The Asia-based U.S. Navy 7th Fleet acknowledged the conflict, but struck a cautious tone on Thursday. Officials declined comment on whether the standoff had affected any naval missions.
“The role of the U.S. Navy forces in the Pacific is to promote security and stability, while also being prepared and ready to execute any missions at any time as directed by leadership,” the 7th Fleet released in a statement. “Any provocative or unilateral actions taken by one country could jeopardize the peace and security in the region.”
Last month, President Barack Obama visited Japan, Malaysia and the Philippines, all of whom have territorial disputes with China. Obama called upon Beijing to resolve its claims without “coercion and intimidation” during a press conference in Manila.
Chinese officials dismissed the U.S. response.
Hua told reporters Thursday in Beijing that the U.S. has no right to make unwarranted remarks on China’s sovereign rights and that drilling is “normal and legal,” according to The Associated Press.
China’s relationship with the U.S. military in the Asia-Pacific region has proven rocky in recent years. Chinese ships surrounded the surveillance ship USNS Impeccable in 2009 when it operated in international waters about 75 miles from China’s coastline. For years afterward, Navy officials accused China of shadowing 7th Fleet ships and blocking their passage.
In 2010 and 2011, China canceled military-to-military exchanges with the U.S. following scheduled arms deals with Taiwan.
The military-to-military relationship has shown signs of improvement lately. China is participating in the U.S.- hosted, multinational RIMPAC exercise in Hawaii next month. Top Navy officials were also on hand in Qingdao last month to agree on rules of conduct in international waters. And last month, Defense Secretary Chuck Hagel became the first foreign official to tour China’s new aircraft carrier.

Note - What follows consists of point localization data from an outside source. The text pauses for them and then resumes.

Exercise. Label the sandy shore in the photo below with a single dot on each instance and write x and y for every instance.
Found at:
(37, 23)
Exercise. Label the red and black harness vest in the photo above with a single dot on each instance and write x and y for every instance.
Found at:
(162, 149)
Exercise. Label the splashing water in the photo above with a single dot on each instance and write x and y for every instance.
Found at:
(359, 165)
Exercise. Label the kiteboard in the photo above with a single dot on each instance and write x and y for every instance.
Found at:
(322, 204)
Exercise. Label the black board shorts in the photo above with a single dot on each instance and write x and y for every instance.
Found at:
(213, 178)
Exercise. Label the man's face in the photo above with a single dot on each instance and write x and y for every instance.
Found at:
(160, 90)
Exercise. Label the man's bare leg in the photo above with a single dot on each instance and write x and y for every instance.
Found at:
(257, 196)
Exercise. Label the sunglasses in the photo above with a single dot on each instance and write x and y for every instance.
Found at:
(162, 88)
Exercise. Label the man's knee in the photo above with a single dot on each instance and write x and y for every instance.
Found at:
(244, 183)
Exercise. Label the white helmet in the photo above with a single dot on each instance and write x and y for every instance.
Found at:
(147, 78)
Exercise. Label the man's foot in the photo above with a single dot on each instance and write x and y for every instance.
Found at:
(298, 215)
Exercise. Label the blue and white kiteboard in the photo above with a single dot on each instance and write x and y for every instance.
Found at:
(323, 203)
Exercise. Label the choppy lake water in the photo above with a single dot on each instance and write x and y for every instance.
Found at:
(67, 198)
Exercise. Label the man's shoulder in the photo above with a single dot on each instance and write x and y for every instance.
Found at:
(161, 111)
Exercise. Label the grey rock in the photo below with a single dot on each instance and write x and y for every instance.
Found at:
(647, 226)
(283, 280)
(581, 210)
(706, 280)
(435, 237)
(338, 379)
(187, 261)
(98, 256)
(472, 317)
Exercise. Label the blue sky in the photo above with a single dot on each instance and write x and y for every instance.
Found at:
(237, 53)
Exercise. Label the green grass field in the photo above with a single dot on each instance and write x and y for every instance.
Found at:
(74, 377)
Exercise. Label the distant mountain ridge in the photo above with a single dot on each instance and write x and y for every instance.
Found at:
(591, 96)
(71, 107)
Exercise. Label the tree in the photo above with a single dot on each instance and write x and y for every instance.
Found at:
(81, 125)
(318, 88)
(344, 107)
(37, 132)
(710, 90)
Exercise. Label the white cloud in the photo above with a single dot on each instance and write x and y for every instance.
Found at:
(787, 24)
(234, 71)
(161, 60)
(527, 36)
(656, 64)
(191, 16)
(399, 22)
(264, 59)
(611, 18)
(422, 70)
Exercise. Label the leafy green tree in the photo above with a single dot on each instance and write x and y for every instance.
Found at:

However, it’s a slow-moving relationship compared to the ties that some Southeast Asian nations are building with Washington. The Philippines recently signed an accord that will allow U.S. military use of Philippine bases for 10 years. Last month, Vietnam conducted its first at-sea search-and-rescue mission with the USS McCain. The two nations have also been engaging in exercises since 2010.
“The complexity of [Naval Engagement Activity] Vietnam has increased in a measured, incremental way since this engagement began,” said Lt. Cmdr. Clay Doss, a spokesman for Commander Task Force 73 in Singapore. “We look forward to making next year’s NEA more complex in ways that will enhance our ability to operate with confidence in the maritime domain.”
It’s unlikely that Vietnam would move toward a Philippine-style agreement with the U.S. military forces, said Euan Graham, senior fellow with the Rajaratnum School of International Studies in Singapore.
However, “it would certainly add to the argument of those who would want to press for a closer relationship with the United States,” Graham said.
While the next moves in the China-Vietnam standoff are unpredictable, Graham notes that neither side wants to be the one that fires the first live round.
Both face unique pressures. Vietnam cannot accept oil drilling in what they perceive as their exclusive economic zone indefinitely; meanwhile, China is under pressure to deliver results for its deep water oil rig and unlikely to budge, Graham said.
“I think you don’t move a billion dollar rig into a drilling position and tow it out at the first sign of resistance,” Graham said.
Deploying it about 225 miles from its Hainan Island military bases may be the first step in wider deployments around the disputed sea, Graham added.